The austerity measures in Greece were introduced at the same time with Portugal and Portugal bailed out of the austerity measures and implemented a contrary economic policy model and Portugal's economy grew far much faster than the problem and the crisis that Greece was found in due to austerity measures.
So, to ever think that we can survive the economic crisis that is going to be worsened by the fact that COvid-19 is disrupting globalisation, we are not going to get out of the economic crisis due to your austerity budget.
Instead, we are guaranteed to face a recession. Even that 0.9% economic growth is not going to happen with the kind of budget that you have proposed here. There are a few issues that you must deal with in terms of some of the low hanging fruits that can be harvested.

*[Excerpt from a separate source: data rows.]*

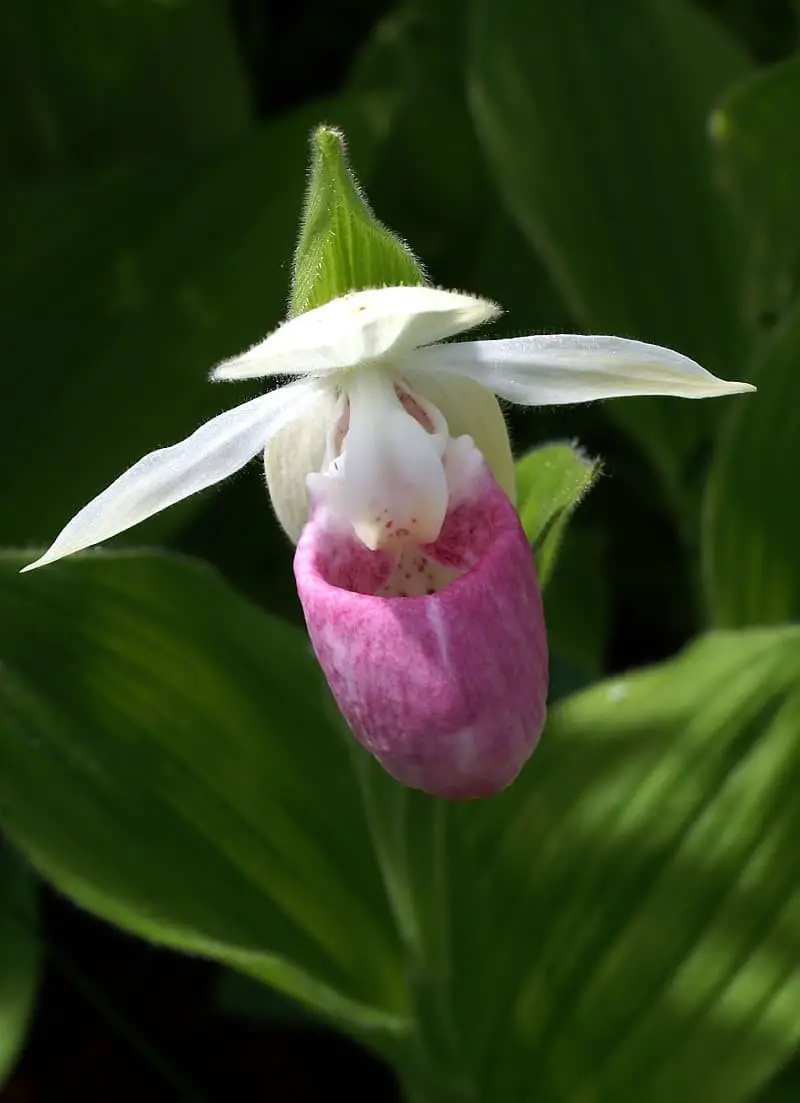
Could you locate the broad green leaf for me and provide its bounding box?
[289,126,425,314]
[449,629,800,1103]
[0,849,41,1090]
[0,104,384,545]
[0,554,404,1049]
[0,0,250,176]
[711,57,800,324]
[544,525,609,688]
[703,295,800,628]
[468,0,748,505]
[350,0,575,328]
[516,443,599,586]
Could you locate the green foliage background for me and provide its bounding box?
[0,0,800,1103]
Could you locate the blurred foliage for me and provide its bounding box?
[0,0,800,1103]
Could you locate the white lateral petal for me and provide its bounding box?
[308,371,448,550]
[211,287,499,379]
[408,333,756,406]
[22,383,312,570]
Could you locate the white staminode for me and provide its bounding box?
[23,287,755,570]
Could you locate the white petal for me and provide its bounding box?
[264,386,338,544]
[404,371,516,502]
[211,287,499,379]
[409,333,756,406]
[308,371,448,550]
[23,383,312,570]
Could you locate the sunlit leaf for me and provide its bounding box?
[0,555,403,1047]
[459,629,800,1103]
[469,0,748,505]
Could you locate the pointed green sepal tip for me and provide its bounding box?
[289,126,425,317]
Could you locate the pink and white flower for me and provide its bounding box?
[24,287,753,799]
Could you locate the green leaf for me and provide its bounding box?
[0,0,250,176]
[703,303,800,628]
[469,0,748,505]
[459,629,800,1103]
[544,526,609,688]
[0,849,41,1090]
[289,127,425,314]
[0,555,404,1050]
[711,57,800,324]
[516,443,600,586]
[0,104,384,545]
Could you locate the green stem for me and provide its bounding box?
[360,756,478,1103]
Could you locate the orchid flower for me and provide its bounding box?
[24,287,754,799]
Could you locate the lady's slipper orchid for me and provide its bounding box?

One is to change the procurement the procurement legislation, not just the Public Procurement Bill that has been proposed now. You should change the Municipal Finance Management Act, MFMA and the Public Finance Management Act PFMA to insist that all the goods and services that the state procures must be locally manufactured and manoeuvre the value chain.
We are currently trying to roll out this poorly conceptualised renewable energy strategy, why isn't that the solar panels are not all being manufactured here in South Africa? It was going to generate much more economic activity that is going to boost economic growth and development in South Africa. The other issue I want to speak to is that African bench reformed nuclear of the state bank has got the infrastructure and the expertise to put the bank that deals with all of these issues.
Three areas that you must maximally collect taxes on are e- commerce, multinational corporations, almost all of whom are involved [Interjections.] and then the component will be informal traders, villages, townships and cities and in that way you can the treat these things differently.